Não imaginei que eu ia ter essa força para encarar tudo isso. E, narrando todo o acontecido, muitas pessoas dizem que está sendo um exemplo de superação. Eu gostaria de ter sido esse Alexandre há mais tempo. Estou muito feliz comigo mesmo e com a forma com que eu estou lidando com essa situação. Dizer que é fácil, não, não é fácil, tem seus altos e baixos, mas continuo seguindo em frente.

Tive muito suporte aqui no Instituto COI, ou seja, do psicólogo oncológico, que me ajudou muito; da nutricionista oncológica, que também me foi muito útil para alterar a alimentação, a fim de se tornar adequada à quimioterapia. Quero ressaltar o tratamento dispensado pela equipe maravilhosa do COI, que, quando você chega, você é tratado pelo nome, todo mundo sorrindo, e o ambiente é muito bom.

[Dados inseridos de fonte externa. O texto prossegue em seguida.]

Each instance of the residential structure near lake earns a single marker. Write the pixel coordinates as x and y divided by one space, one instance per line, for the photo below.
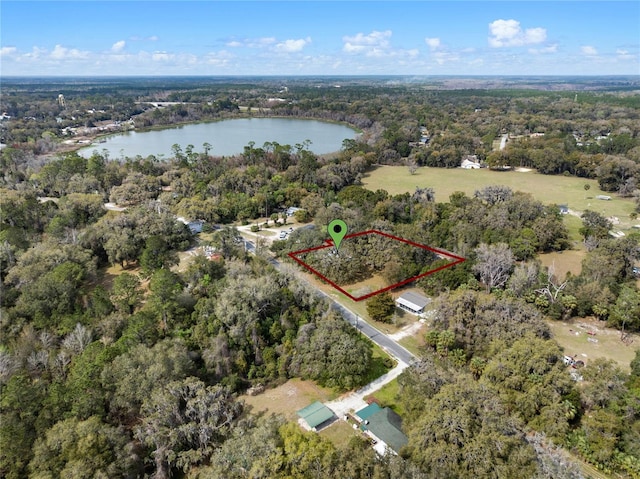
384 426
413 303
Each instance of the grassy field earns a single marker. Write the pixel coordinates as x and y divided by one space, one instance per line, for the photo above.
564 261
339 433
288 398
573 337
386 396
549 189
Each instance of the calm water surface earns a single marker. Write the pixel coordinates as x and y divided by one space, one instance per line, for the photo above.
228 137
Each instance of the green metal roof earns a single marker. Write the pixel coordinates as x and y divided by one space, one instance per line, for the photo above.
368 411
315 414
386 425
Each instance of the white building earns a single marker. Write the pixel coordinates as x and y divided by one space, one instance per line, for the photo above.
470 163
413 303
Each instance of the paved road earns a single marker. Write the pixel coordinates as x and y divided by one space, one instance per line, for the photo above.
390 346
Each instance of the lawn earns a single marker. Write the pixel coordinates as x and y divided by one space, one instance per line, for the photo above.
339 433
387 396
358 307
550 189
288 398
564 261
573 337
378 368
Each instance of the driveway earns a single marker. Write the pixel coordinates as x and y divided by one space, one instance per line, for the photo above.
354 401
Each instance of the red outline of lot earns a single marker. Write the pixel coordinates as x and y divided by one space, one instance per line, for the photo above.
329 243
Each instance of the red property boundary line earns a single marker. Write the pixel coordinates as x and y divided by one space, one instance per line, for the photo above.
329 243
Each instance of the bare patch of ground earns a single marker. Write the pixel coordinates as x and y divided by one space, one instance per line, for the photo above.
288 398
605 342
564 262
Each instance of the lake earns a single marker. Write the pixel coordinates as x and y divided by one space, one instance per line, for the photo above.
227 137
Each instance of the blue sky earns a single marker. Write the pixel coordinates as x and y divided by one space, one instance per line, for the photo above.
319 38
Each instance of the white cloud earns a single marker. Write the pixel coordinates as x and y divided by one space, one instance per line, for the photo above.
549 49
117 47
61 53
289 46
434 43
372 43
252 42
509 33
6 51
161 56
624 54
376 45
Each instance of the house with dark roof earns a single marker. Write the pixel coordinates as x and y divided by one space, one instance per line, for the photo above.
384 426
412 302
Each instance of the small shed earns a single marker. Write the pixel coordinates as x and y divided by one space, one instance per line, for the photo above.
370 410
385 426
470 163
315 415
414 303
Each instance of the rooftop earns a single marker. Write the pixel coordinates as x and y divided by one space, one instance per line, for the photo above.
386 425
413 300
315 414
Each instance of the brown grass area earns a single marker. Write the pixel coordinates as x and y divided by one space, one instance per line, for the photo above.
608 346
288 398
339 433
564 261
549 189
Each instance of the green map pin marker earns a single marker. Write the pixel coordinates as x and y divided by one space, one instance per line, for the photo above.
337 231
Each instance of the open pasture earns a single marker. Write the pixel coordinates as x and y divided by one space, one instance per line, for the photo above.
550 189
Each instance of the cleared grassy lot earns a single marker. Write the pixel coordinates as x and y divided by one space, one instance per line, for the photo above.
549 189
288 398
574 338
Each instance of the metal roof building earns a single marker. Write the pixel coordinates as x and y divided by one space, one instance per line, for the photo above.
316 414
385 426
412 302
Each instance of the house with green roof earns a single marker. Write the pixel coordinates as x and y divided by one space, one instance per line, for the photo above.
316 415
384 426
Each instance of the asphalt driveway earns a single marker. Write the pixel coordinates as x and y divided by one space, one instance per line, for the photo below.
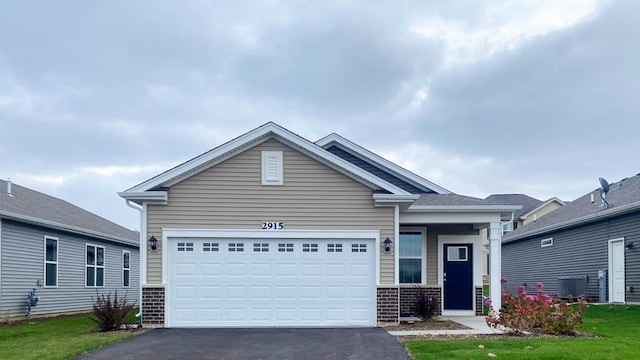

Eu venho para cada tratamento sempre de bem com a vida. Se hoje eu posso dizer alguma coisa é que eu estou de bem com a vida. Quero desejar força a todos que um dia tenham que enfrentar esse diagnóstico. Não esmoreçam, não se abatam. É uma situação a ser encarada positivamente, buscando se superar a cada dia e sempre com alegria e vontade de viver.